Integration with Palo Alto Networks Next-Generation Security Platform ensures policy compliance through smart automation

BOSTON – May 18, 2017 – Tufin®, the market-leading provider of Network Security Policy Orchestration solutions, enhanced its award-winning Tufin Orchestration Suite™ by providing support for LDAP user groups for the enforcement of access restrictions and privileges using Palo Alto Networks® Next-Generation Security Platform.  With this integration, joint customers can define and enforce micro-segmentation across hybrid cloud environments using security groups.

“There’s an obvious need for organizations to manage who is accessing what data and why— but the concern is that to deliver such a high level of security often hinders an organization’s productivity,” said Ofer Or, Vice President of Products, Tufin. “The Tufin Orchestration Suite provides business agility and security by strengthening the overall security posture of an organization through a streamlined process of granting and prohibiting network connectivity.”

With Tufin Orchestration Suite plus Palo Alto Networks Next-Generation Security Platform, joint customers can further automate network security policy management by specifying User-ID and App-ID through the use of LDAP user-groups, providing greater data protection than the use of IP addresses and port numbers alone.
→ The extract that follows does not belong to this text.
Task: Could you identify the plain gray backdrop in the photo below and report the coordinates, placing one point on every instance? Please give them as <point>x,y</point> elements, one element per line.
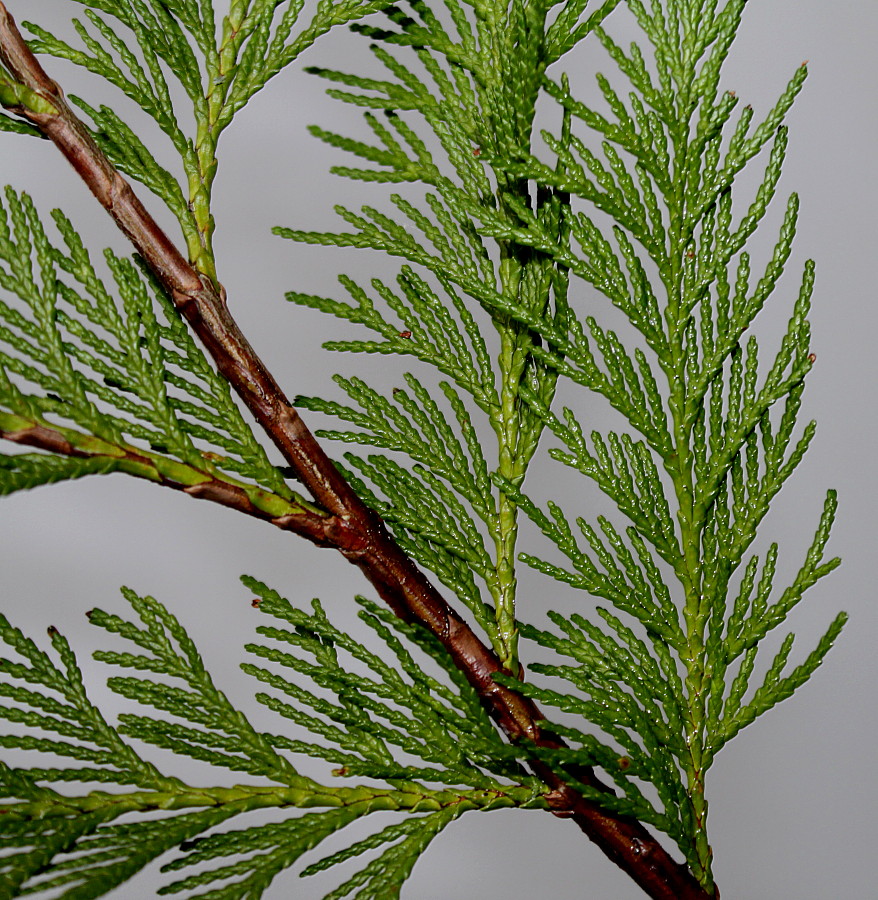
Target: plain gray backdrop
<point>793,798</point>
With this new feature, organizations can now ensure secure user mobility. R17-1 also adds proactive, automated risk analysis; automatic target selection and change design; and automatic changes provisioning and verification when using LDAP user groups with Palo Alto Networks Next-Generation Firewalls. Additional benefits for joint customers include:

  • Faster implementation of security changes within Tufin Orchestration Suite for Palo Alto Networks Next Generation Firewall policies;
  • Improved accuracy and security, and reduced errors with zero-touch automation for Palo Alto Networks Panorama network security management device group policy changes;
  • Continuous compliance with security standards through automatic risk analysis for NGFW policies; and
  • Palo Alto Networks Next-Generation Firewall policy changes employed across heterogenous networks and cloud environments.

Tufin Orchestration Suite R17-1 introduces the ability to define security zones throughout heterogeneous networks based on cloud security groups. With this new capability, Tufin and Palo Alto Networks joint customers can now define and enforce micro-segmentation across all network environments, including physical networks and private and public hybrid cloud platforms.  Security teams thus can realize continuous compliance by identifying violations in real time, even in complex environments such as the cloud. As a result, organizations can improve overall security without diminishing productivity by granting access to DevOps teams to ensure security and compliance throughout their normal development processes.

Tufin Orchestration Suite R17-1 also includes added support for:

  • Support for Amazon Web Services (AWS) Direct Connect to gain visibility into AWS Cloud as part of the full enterprise network and enable accurate automation for AWS Security Groups;
  • New revision status console to facilitate and simplify troubleshooting for revision fetch mechanism;
  • IPv6 support in design and provisioning for Cisco ASA;
  • Automated provisioning for rule decommissioning; and
  • Rule and object usage reports for Panorama and FortiManager.

The product release is now generally available.